Dream Unlimited Corporation
- Type: Public
- Traded as: TSX: DRM
- Industry: Real estate development
- Founded: 1996
- Headquarters: Toronto
- Key people: P. Jane Gavan, President, Asset Management; Ana Bailão Former Head of Affordable Housing & Public Affairs (Jan to March 2023)
- Total assets: $28B (2025)
- Number of employees: 551 (2022)
- Website: dream.ca

= Dream Unlimited =

Canadian real estate company
Dream Unlimited Corporation is a Canadian real estate development company that is developing the Waterfront Toronto property on Lake Ontario. It manages $15 billion of real estate assets.

== History ==
Dream Unlimited was founded in 1994.

In 2021, Dream Unlimited had $15 billion of assets under management, $9 billion of which are fee earning. It owned 11.2 million square feet of commercial rentable real estate, including 26,018 residential rental units.

By 2021, it has completed construction of $38 billion of commercial real estate and renewable energy infrastructure.

In January 2022, the company launched the Dream Community Foundation, not-for-profit organization.

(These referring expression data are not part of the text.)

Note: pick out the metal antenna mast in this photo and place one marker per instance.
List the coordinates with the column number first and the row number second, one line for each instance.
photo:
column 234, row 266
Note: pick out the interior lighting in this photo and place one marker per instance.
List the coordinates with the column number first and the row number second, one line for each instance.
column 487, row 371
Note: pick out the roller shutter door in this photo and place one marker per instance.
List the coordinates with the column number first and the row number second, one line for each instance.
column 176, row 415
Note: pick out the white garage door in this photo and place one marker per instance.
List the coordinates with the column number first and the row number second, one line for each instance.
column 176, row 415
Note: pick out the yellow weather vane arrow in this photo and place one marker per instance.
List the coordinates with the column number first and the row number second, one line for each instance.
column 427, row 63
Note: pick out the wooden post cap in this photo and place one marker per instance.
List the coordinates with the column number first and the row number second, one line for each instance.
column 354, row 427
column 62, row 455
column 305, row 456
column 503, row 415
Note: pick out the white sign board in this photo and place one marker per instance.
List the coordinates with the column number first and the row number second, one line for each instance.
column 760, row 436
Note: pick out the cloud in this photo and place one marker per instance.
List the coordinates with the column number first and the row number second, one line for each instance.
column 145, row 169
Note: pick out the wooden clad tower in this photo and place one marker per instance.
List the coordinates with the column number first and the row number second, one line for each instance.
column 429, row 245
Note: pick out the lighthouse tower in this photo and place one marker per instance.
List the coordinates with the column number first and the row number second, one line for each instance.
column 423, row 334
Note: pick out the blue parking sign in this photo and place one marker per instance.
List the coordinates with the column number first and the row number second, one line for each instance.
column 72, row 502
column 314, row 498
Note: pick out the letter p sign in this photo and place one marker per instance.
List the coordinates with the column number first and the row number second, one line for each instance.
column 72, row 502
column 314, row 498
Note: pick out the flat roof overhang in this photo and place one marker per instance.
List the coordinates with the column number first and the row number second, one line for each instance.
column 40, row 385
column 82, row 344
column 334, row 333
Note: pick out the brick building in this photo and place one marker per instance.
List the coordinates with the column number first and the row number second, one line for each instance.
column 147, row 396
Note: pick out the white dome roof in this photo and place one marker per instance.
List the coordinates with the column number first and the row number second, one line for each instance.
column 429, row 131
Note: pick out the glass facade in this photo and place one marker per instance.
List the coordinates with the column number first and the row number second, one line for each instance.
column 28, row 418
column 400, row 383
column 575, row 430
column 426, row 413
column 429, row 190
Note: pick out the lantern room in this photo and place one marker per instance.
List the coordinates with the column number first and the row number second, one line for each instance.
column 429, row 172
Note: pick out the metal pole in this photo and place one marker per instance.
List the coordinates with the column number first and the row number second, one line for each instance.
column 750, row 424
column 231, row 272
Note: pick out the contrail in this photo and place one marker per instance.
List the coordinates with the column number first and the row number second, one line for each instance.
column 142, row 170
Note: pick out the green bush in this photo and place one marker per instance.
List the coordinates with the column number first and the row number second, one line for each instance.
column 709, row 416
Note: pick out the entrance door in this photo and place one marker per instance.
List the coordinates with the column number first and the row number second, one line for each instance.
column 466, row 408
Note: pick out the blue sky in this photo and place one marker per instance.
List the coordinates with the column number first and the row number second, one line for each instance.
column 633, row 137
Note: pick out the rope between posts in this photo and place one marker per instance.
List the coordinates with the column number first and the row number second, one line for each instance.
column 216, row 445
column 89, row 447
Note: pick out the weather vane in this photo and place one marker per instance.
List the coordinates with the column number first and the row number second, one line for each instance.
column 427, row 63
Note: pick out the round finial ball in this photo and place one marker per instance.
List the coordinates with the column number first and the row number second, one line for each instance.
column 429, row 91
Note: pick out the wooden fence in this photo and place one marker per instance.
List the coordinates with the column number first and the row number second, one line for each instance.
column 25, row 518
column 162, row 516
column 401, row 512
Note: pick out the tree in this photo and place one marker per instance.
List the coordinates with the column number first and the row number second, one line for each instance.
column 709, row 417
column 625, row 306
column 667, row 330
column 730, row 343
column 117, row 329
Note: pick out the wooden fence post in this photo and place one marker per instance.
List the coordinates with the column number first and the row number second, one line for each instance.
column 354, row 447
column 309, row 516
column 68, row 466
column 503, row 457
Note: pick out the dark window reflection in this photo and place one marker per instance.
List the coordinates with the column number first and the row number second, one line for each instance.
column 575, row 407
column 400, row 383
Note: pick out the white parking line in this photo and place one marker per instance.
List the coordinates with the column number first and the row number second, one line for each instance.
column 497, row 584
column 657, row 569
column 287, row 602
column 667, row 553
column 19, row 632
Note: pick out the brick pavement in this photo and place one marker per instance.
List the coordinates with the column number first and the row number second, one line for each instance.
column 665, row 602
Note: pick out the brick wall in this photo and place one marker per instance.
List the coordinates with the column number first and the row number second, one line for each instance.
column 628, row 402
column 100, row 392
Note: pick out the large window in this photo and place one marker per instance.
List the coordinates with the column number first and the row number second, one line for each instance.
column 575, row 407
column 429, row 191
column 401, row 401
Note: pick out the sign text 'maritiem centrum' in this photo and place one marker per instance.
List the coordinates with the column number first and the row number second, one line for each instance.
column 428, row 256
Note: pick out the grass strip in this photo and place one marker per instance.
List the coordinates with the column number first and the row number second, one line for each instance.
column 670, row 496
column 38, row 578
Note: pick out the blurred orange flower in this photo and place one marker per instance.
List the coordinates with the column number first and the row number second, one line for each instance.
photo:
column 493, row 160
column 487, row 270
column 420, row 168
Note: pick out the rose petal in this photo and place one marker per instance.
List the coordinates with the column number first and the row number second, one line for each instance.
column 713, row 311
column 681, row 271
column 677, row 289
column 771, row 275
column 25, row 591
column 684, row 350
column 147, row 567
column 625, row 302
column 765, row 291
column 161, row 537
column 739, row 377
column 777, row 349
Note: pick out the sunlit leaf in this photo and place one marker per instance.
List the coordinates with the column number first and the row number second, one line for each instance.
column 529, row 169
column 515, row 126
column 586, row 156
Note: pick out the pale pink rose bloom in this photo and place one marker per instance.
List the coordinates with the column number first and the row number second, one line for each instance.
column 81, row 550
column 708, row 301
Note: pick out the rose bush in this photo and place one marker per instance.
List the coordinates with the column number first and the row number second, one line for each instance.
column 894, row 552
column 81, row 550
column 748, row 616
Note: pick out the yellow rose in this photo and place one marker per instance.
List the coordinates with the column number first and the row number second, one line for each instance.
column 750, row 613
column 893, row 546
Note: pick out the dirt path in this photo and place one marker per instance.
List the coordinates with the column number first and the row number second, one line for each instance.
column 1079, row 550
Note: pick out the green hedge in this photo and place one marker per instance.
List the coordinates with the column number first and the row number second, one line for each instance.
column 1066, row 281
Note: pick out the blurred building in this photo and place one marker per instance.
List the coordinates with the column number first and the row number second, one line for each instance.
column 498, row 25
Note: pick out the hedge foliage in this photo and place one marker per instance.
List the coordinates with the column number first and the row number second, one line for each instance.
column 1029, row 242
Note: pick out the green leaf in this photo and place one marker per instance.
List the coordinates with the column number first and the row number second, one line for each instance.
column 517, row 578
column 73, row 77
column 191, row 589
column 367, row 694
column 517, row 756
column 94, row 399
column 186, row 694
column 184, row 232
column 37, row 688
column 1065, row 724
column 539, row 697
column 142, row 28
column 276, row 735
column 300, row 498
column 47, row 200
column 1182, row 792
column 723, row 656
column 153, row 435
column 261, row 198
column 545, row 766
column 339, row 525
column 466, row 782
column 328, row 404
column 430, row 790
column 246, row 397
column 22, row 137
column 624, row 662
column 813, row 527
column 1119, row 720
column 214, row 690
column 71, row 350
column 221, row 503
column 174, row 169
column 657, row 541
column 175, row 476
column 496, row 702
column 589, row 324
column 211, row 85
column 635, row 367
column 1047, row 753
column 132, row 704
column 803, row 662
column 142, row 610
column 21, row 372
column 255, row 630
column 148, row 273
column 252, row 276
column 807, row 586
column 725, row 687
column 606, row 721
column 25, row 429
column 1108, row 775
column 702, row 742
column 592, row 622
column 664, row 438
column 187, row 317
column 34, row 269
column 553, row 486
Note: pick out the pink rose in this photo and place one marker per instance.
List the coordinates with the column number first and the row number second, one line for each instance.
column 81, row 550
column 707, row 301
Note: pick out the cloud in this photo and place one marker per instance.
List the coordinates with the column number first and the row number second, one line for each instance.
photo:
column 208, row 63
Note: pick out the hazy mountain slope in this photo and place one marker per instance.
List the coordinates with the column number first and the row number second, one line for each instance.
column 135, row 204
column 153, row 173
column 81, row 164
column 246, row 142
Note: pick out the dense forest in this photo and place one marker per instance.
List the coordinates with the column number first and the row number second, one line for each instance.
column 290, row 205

In January 2023, Toronto's former deputy mayor Ana Bailão joined Dream Unlimited as the head of affordable housing and public affairs. Bailão resigned from her role in March 2023, as she announced her campaign to be the next mayor of Toronto.

In April 2023, tenants of the company's residential tower block on 33 King Street, Toronto protested after Dream Unlimited sought permission from the Landlord and Tenant Board to implement rent increases higher than the board's normal maximum.

== Projects ==
In 2019, Dream Unlimited proposed three designs to the City of Toronto to develop a downtown Toronto multi-storey property at 49 Ontario Street.

In December 2022, Dream Unlimited was approved by Waterfront Toronto to develop 12 acres of lakeside Toronto that Google subsidiary Sidewalk Labs abandoned plans to develop in 2020. Dream Unlimited will develop the land with Great Gulf Group, both companies will operate as Quayside Impact Limited Partnership. The project plans to incorporate 800 affordable residences.

Along with Diamond Corporation, FRAM + Slokker, and the Kilmer Group, Dream Unlimited are developing a 72 acre housing development in Mississauga known as Brightwater Community.

== Controversy ==

=== 2023-2024 Rent Strikes ===
In June 2023, over 200 tenants at 33 King Street, a residential building associated with Dream Unlimited Corp., began withholding rent in protest over what they described as abnormal rent increases and maintenance concerns. Tenants of the neighbouring building at 22 John Street later joined the action. On 15 July 2023, participants marched from the two buildings to the constituency office of local MPP Michael Ford and to the office of then–federal housing minister Ahmed Hussen.

Dream stated that several above-guideline rent increase (AGI) applications at 33 King Street were originally submitted by a previous landlord, and that the company offered individual hardship or extended-payment arrangements.

In September 2023, four months after the rent strike began, Toronto mayor Olivia Chow convened a mediation meeting. Dream Unlimited was invited but did not attend. The rent strikes continued into 2024; by January 2024, 76 active L1 eviction applications for 33 King Street had been filed with the Landlord and Tenant Board by Dream.

Subsequent media coverage reported that the rent strike lasted more than a year and concluded after roughly sixteen months. Organizers described the resolution as “amicable,” although full settlement details were not publicly disclosed.

=== Use of algorithmic price-setting software ===
In September 2024, The Breach reported that the property manager for 22 John Street said they were using YieldStar — RealPage’s rent-pricing software — to calculate estimated market rents.

In Canada, the Competition Bureau concluded its November 2025 civil investigation into rental-housing algorithmic pricing, finding that although software from RealPage and Yardi became more common, their adoption was not sufficiently widespread to demonstrate harm to competition, and no abuse of dominance or anticompetitive collaboration was established.